A $2bn tax break that would reduce net debt lowers the implied SpinCo price by about $1.00/share and the multiples get yet more attractive in this bullish scenario (5.5x EBITDA vs the current 6.25x implied at $5.40/share).
With more traditional public media assets I have often noticed a high free cash flow yield but at the same time very high leverage that otherwise eats up all the yield equity holders would hope to gain from in some way other than the indirect benefit of slowly reducing debt. In this case, however, one acquires some valuable ‘older’ media franchises for roughly ~18% free cash flow yield - but with surprisingly reasonable net leverage (2.7x). The reason, I suspect, is that the market is pricing in some arbitrage spread and/or tax discount, and those discounts are showing up in this analysis and making these assets look attractively priced both in absolute and relative terms. Put differently, it’s cheap because there is deal risk.

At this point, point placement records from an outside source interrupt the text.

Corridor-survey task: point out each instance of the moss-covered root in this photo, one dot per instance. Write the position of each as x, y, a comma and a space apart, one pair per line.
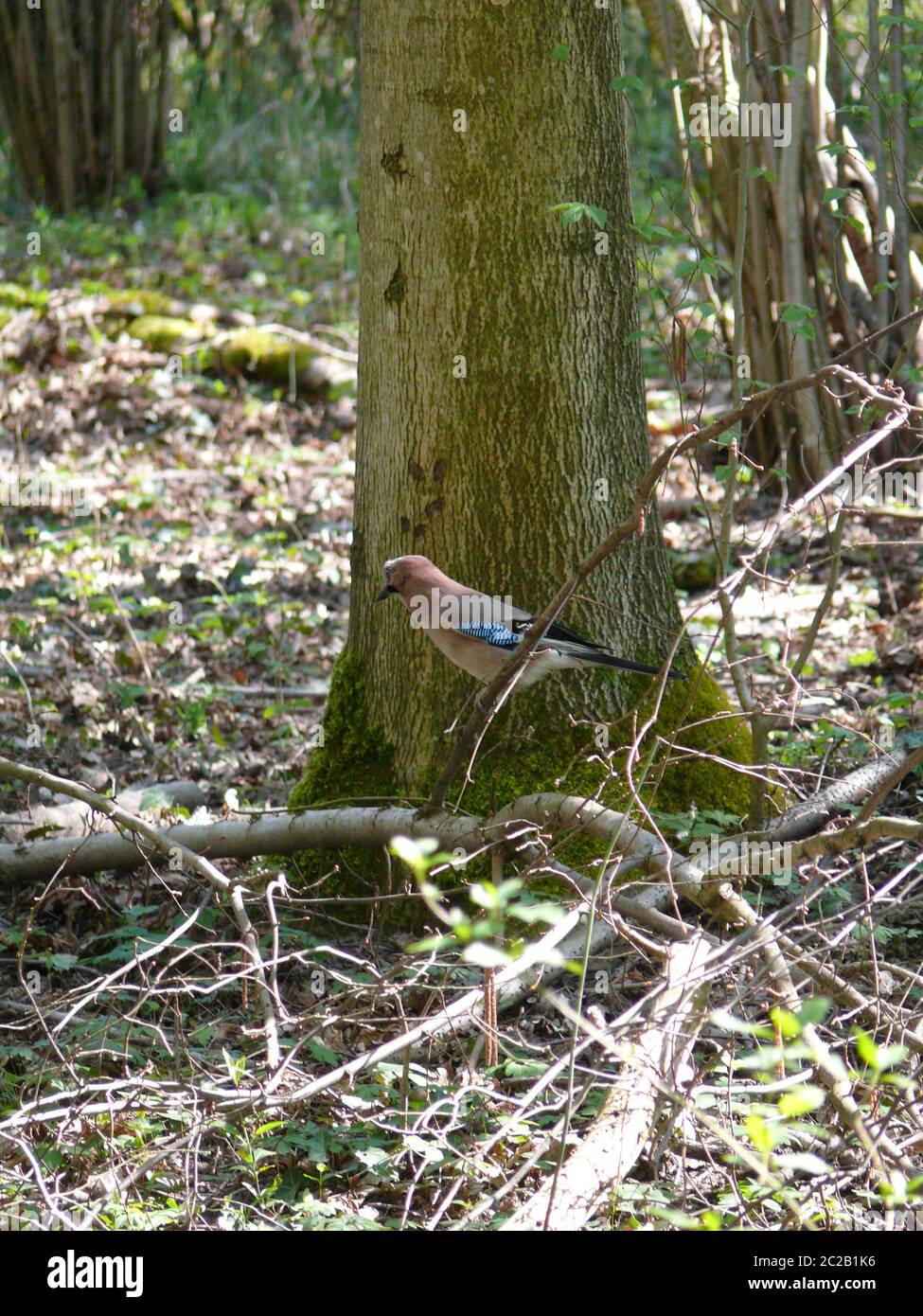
356, 762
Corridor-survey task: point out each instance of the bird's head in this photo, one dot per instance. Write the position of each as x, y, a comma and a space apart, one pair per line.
408, 577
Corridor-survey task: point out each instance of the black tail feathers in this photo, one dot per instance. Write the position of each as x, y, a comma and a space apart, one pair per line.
626, 665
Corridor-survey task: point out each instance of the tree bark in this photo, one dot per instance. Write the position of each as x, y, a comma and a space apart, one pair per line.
502, 415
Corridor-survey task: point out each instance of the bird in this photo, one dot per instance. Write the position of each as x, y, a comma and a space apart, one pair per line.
478, 631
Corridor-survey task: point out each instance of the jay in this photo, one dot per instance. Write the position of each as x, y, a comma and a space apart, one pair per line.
478, 631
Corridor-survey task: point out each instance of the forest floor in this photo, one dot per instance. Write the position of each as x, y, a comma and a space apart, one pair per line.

From a regulatory standpoint, the President has made public remarks against the (unrelated) Time Warner deal and in favor of the FOX/DIS deal. I’m not sure it matters that DIS will now become a controlling shareholder of Hulu, or that ownership of all the Marvel franchise characters will be reunified in this deal. It’s possible some issues could arise around ownership of Sky, but I am not a regulatory expert - and the Sky deal is not a pre-requisite for the Spin-off.
In conclusion, we have a high free cash flow yielding SpinCo with a complex hard catalyst comprised of two acqusitons and a Spin-off. The SpinCo may be even cheaper if we get a favorable tax adjustment. If you can get comfortable with the deal risk it looks like some high quality, large scale, traditional media assets are on sale.
I do not hold a position with the issuer such as employment, directorship, or consultancy.
I and/or others I advise do not hold a material investment in the issuer's securities.
Catalyst
The catalyst is the closure of the FOX/SKY and DIS/FOX deals, respectively, and the simultaneous spin-off of the Fox SpinCo - all set for the end of 2H18. Although DIS gives 12-18 months for closing the street estimates we’ve seen use a 2H18 estimate. The gating items are regulatory approval and shareholder votes at both DIS and FOX.